La passione per i licheni. Pare ancorarsi alla biografia del poeta. Come nasce, e perché?
“La passione per i licheni e per il mondo naturale in generale nacque sin dai primissimi anni quando, vivendo ancora a Santa Margherita Ligure (dove era nato nel 1888 e da dove andrà via a sei anni), il padre lo portava, insieme con la sorella Clelia, a camminare per i sentieri del monte di Portofino dove si appassionò alle piante, ai fiori e ai muschi. Questa iniziale attenzione per il mondo naturale si sviluppò in direzione dei licheni quando visse da soldato sui monti del Trentino e, durante i lunghi periodi di tregua, per passare il tempo cominciò a cercarli e a raccoglierli. Negli anni seguenti ne divenne un collezionista e uno studioso tra i più qualificati, tanto da scriverne alcuni libri – dal 1930 al 1956 – e soprattutto da venderne alcune raccolte ai maggiori musei europei di storia naturale, come quando nel 1929 quello di Stoccolma gli acquistò un grande erbario pagandogli un alto prezzo che per qualche anno lo rese straordinariamente ricco. E anche questo dimostra che Sbarbaro, appassionato cultore per tutta la vita del mondo naturale, sapeva tenere i contatti e dunque non viveva appartato, se non da chi non gli interessava frequentare”.
Che valore ha l’amore nella poesia di Sbarbaro?
“L’amore è presente nelle sue pagine, in versi e in prosa, in diverse accezioni.
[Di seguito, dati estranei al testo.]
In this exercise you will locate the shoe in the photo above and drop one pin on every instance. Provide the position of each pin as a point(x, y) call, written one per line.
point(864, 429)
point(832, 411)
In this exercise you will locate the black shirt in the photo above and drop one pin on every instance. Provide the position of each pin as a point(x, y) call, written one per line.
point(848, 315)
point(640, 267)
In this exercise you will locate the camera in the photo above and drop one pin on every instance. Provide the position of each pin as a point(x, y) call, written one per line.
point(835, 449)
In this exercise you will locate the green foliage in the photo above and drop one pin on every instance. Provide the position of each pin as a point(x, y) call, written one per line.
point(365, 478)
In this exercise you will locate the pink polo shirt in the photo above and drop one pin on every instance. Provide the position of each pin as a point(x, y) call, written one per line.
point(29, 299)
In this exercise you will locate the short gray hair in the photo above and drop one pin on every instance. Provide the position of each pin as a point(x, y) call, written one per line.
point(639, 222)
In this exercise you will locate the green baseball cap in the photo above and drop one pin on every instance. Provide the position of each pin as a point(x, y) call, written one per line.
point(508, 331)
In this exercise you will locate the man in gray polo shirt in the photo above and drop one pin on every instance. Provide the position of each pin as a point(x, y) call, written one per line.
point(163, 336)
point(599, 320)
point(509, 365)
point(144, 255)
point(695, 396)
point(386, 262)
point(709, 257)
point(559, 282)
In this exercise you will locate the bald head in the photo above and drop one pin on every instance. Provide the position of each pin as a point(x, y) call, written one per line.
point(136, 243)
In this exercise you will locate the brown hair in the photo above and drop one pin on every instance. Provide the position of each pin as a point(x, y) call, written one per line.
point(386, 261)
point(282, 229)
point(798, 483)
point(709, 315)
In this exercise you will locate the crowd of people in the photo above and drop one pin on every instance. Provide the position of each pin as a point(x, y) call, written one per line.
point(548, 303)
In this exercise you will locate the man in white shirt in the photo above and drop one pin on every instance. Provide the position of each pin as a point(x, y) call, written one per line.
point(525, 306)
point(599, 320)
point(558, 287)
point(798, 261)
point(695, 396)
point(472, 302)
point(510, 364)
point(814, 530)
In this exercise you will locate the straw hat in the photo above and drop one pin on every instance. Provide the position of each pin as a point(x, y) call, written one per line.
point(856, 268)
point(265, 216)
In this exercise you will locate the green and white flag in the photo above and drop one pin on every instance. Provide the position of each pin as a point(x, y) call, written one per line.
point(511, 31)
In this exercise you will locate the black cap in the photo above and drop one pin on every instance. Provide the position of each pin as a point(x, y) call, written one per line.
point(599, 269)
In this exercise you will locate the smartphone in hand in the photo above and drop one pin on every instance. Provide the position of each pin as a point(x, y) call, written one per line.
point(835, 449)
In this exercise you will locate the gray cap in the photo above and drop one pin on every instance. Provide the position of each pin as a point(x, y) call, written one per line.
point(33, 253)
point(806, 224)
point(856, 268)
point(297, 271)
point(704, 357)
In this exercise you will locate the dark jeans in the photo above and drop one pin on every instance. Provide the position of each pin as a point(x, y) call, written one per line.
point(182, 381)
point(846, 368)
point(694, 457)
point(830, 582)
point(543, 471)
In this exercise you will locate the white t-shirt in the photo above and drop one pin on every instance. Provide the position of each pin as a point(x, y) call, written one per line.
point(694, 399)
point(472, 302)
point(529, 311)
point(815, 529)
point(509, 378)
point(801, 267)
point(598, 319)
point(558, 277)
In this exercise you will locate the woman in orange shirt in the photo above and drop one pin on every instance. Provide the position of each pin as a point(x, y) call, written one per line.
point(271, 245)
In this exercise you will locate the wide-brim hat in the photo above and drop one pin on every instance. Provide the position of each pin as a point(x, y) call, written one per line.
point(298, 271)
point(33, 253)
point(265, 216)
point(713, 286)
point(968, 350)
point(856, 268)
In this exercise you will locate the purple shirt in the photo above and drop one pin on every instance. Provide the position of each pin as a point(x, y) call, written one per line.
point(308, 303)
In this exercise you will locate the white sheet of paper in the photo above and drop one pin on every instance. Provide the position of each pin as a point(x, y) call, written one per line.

C’è l’amore carnale del giovane che, costretto a vivere nell’anonima e opprimente città, trova conforto nelle pratiche sessuali che non sempre, anche se vorrebbe, si collegano all’amore; c’è l’amore ingenuo che lo porta a comprare un anello di fidanzamento che poi non troverà la destinataria e c’è l’amore travolgente e deluso che rende ancora oggi profondamente partecipi i lettori della prima poesia dei Versi a Dina. E c’è l’amore riconoscente verso il “padre fanciullo” – ma non per la madre, troppo presto perduta e solo vagamente ricordata con rammaricata freddezza – e poi, al di là delle persone, l’amore senza fine per la sua Liguria, “scarsa lingua di terra che orla il mare”, rappresentata minutamente (come la conosceva da collaudato camminatore) in decine di “trucioli” che sembrano cartoline parlanti. Nelle sue lettere e nei suoi “trucioli” ci sono non pochi nomi di donne, ma poco importa chi fossero e che cosa fossero per lui, ma è certo che un uomo che ha scritto l’appena citata Versi a Dina ben conosceva la passione amorosa”.
A proposito di amore. Mi dica qualcosa sull’amore-odio (se non: liquida invidia) di Montale per il conterraneo Sbarbaro.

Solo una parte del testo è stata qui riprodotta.